Ah Lady Poore, what a charmer.

I was going to write more in this post, including about the actual books and the early achievements, but I don’t want to try your patience so I’m going to hold that over until next week. You will be hearing more about the B.B.C.

* In my reading of newspapers in Trove I come across many misspellings, particularly of Banjo Paterson (as Patterson) and Katharine Susannah Prichard (as Katherine and/or Pritchard), suggesting that sub-editing was not necessarily better in the olden days!

16 thoughts on “Monday musings on Australian literature: Bush Book Club (1)

  1. I’ll have to think of a bookish comment. Meanwhile I checked out Admiral Poore, wondering if he was attached to the Governor General, whose Sydney residence Admiralty House is.
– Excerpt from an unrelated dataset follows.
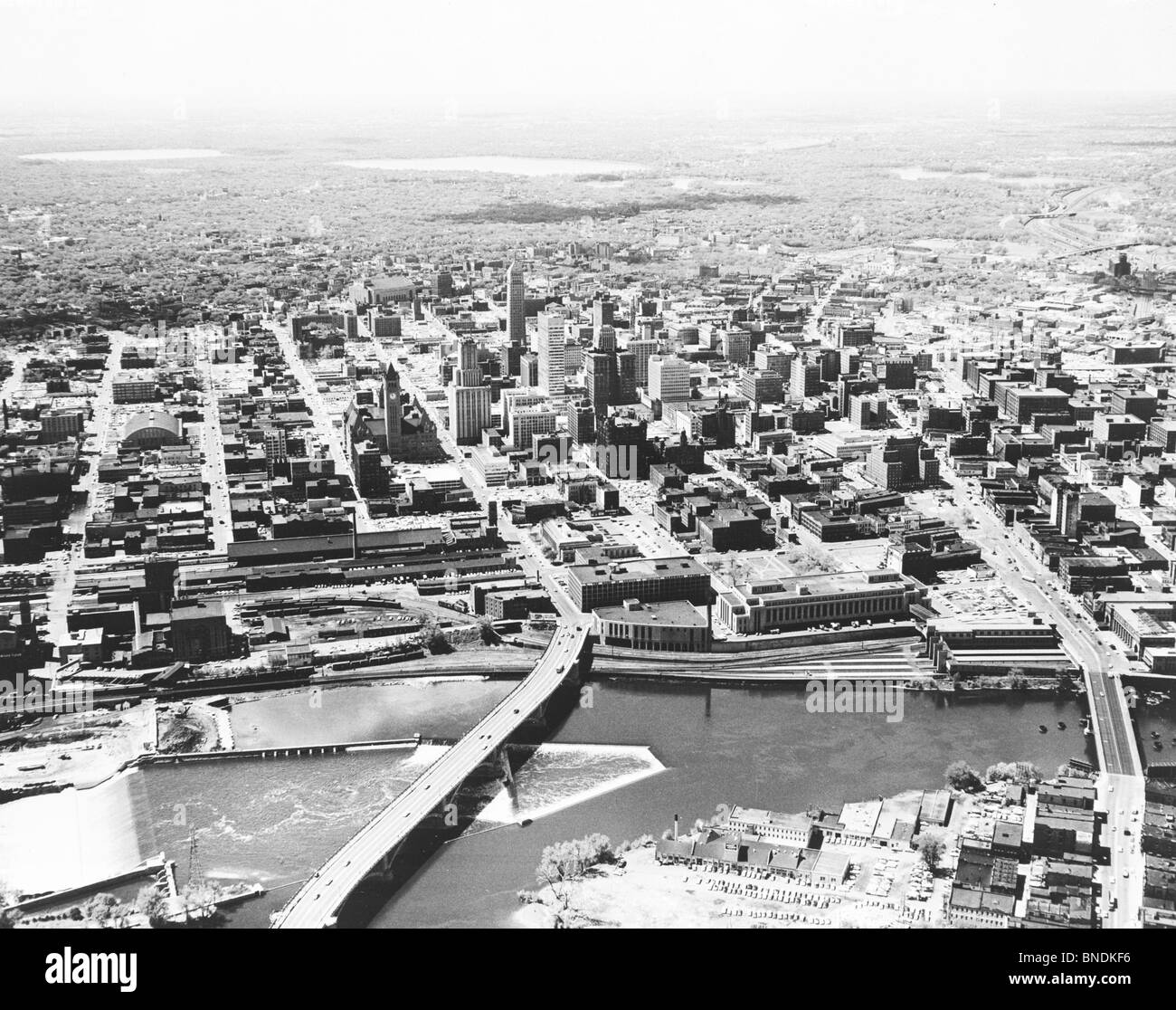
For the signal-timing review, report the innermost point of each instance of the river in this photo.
(275, 821)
But no, he was Commander in Chief, (Royal Navy) Australia Station.

    • I’m glad you were interested enough to check him out, Bill. And you found out what I had. I’m not sure has that role played out in those early Federation days. My sense is almost more diplomatic than military?Anyhow, I look forward to your bookish comment, if you can think of one!

  2. I wonder what opportunities there are for bookish people in the bush these days. (I mean the remote bush.)
    It’s a long time ago now, but my mother’s BFF (who used to quote TS Eliot and Dante over a G&T in the evenings) nearly went mad in Finley NSW in the 1960s because they only had a mobile library which only stocked popular fiction . She wasn’t much better off when they moved to Merimbula…
    There may perhaps have been bookish activities, but if there were, as a newcomer she was never introduced to them.

    • Good question Lisa … must say I often quite (in my head anyhow) TS Eliot but not Dante! I had a school/uni friend who was posted to Finley in the mid-70s but I do t know how that went as we lost regular contact. I have friends living at the coast now … a little north of Merimbula … and they have active intellectual lives. If of course the obvious answer is that online blogs, reading groups etc offer so much sustenance don’t they … as we really appreciated during the pandemic. The isolation potential of aging is one of my drivers for keeping up with technology/communication devices really.

      • Well, I’m sure it’s a different world in many places now, because of the internet, it’s easier not to be isolated by preferences not shared by the majority.
        But I have been dismayed to find how poor the internet in places I’ve been on holiday, particularly in the Hunter Valley where, yes, it’s ok in town, but back at the accommodation it’s non-existent (and quite scary when you’re relying on mobile reception for bushfire advice). It was woeful where my parents lived in Burleigh too.

        • Oh yes, that’s true … it can be poor in places where you would expect there to be good infrastructure, like the Hunter and Burleigh Heads, so in more remote places it (mostly) is still far from acceptable.

          And actually re that bushfire advice issue you mention, one of my friends gave me a little cute second hand tranny (transistor radio) for my birthday this year because they were horrified that I didn’t have one. They said I needed it for bushfire etc advice in case mobile towers go down or you run out of power on your phone and the electricity is down. I now have a reminder in my system to check its battery annually so that if I ever need it, it will work!

  3. I have noticed a trend: it seems that it’s always women organizing to get books to people, and it typically comes in the form of some sort of ladies’ club getting together and starting a library or collecting and distributing books. I wonder why the work of information and social improvement fall onto the shoulders of women’s groups and not men’s.